Keeping in line with recent sentiment, the most recent edition of the Port Tracker report issued by the National Retail Federation (NRF) and maritime consultancy Hackett Associates is calling for United States-bound retail container volumes to hit an all-time high in August.
The ports surveyed in the report include: Los Angeles/Long Beach, Oakland, Tacoma, Seattle, Houston, New York/New Jersey, Hampton Roads, Charleston, and Savannah, Miami, and Fort Lauderdale, Fla.-based Port Everglades. Authors of the report explained that cargo import numbers do not correlate directly with retail sales or employment because they count only the number of cargo containers brought into the country, not the value of the merchandise inside them, adding that the amount of merchandise imported provides a rough barometer of retailers’ expectations.
“Retailers are selling more and that means they need to import more,” NRF Vice President for Supply Chain and Customs Policy Jonathan Gold said in a statement. “With sales showing year-over-year increases almost every month for a long time now, retail supply chains are working hard to keep up. These latest numbers are a good sign of what retailers expect in terms of consumer demand over the next few months.”
For June, the most recent month for which data is available, ports covered in the report handled 1.69 million TEU (Twenty-Foot Equivalent Units), which is down 2% compared to May and is up 5.6% annually.
The report pegged July at 1.72 million TEU, which would mark a 5.6% annual gain. And should the projections for August come to fruition, it would be up 2.1% to 1.75 million TEU for its highest monthly volume since NRF first started tracking imports in 2000, topping March 2015’s 1.73 million.
What’s more with May, and potentially July and August, and October, which the report expects to be up 3% at 1.72 million TEU, at 1.7 million or more TEU, that would represent four of the six highest-volume months ever recorded by Port Tracker. September, November, and December are projected to hit 1.67 million TEU (up 4.7%), 1.62 million TEU (down 1.4%), and 1.59 million TEU (up 1.5%), respectively.

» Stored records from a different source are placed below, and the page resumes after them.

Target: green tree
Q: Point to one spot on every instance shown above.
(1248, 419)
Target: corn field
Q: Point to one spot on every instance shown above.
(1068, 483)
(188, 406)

Port Tracker expects total 2017 volumes to be up 4.9% annually at 19.7 million TEU and setting a new annual record in the process. It would also mark an improvement over the 3.1% annual gain from 2015 to 2016.
The report also pointed out that the gains in import numbers are running in tandem with gains in increased sales, with total retail sales seeing annual increases each month going back to November 2009 and retail sales as calculated by NRF, minus autos, gasoline stations, and restaurants, have seen annual gains for all but three months going back to the start of 2010. NRF expects 2017 retail sales to be up between 3.7% to 4.2% compared to 2016.

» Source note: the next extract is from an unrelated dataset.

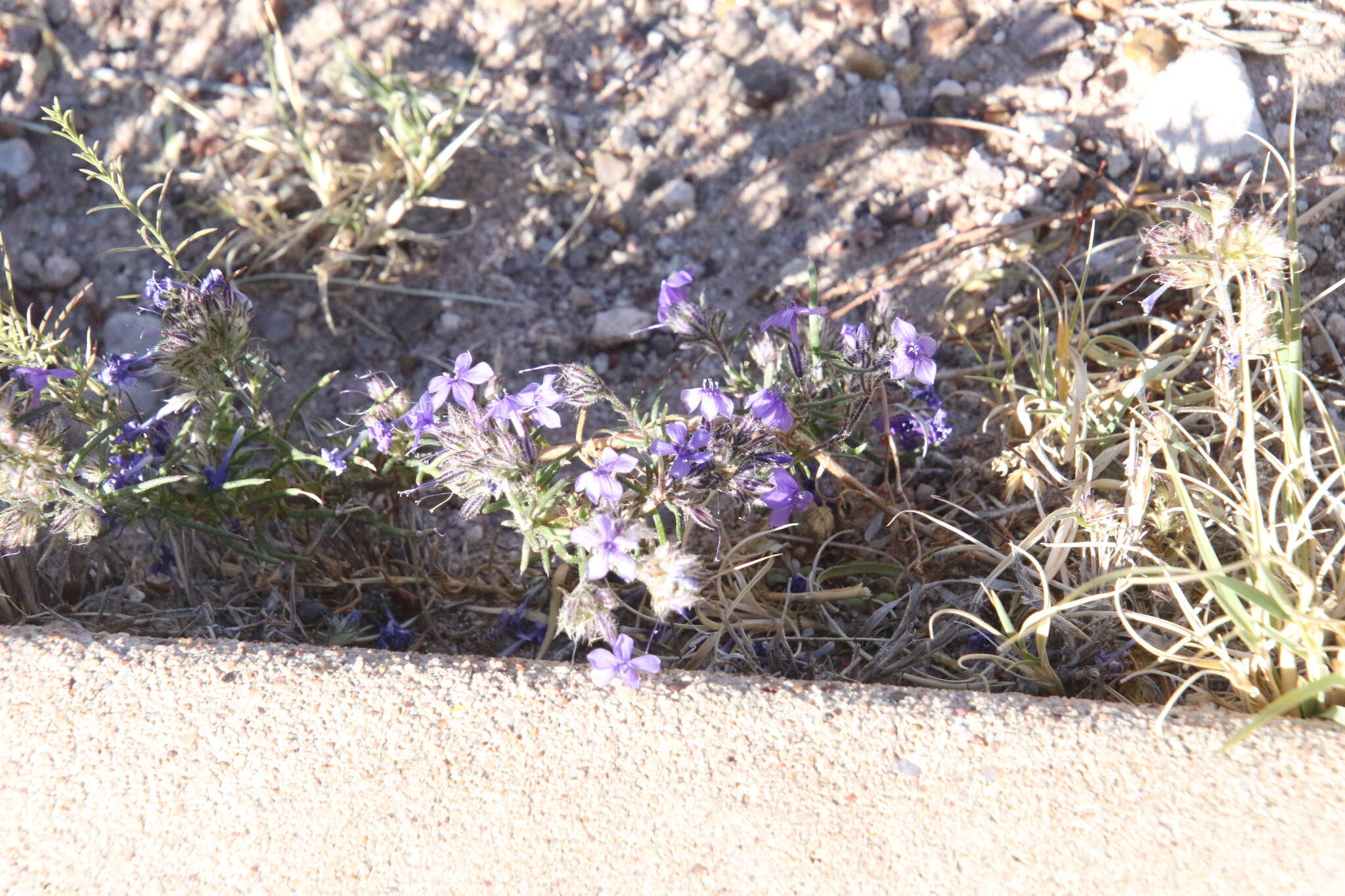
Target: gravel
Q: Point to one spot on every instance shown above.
(177, 766)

“Real gross domestic product increased at an annual rate of 2.6 percent in the second quarter this year, according to the Commerce Department, up from 1.2 percent in the first quarter. This relatively strong growth underlies the robust level of imports we have forecast and witnessed,” wrote Hackett Associates Founder Ben Hackett in the report. “The projection for the second half of the year is not as robust. Both private sector economists and those at the International Monetary Fund have downgraded their projections. But they still expect annual growth for 2017 will be over two percent, and that aligns with our forecast for import cargo growth, which has increased to 5.3 percent year-on-year.”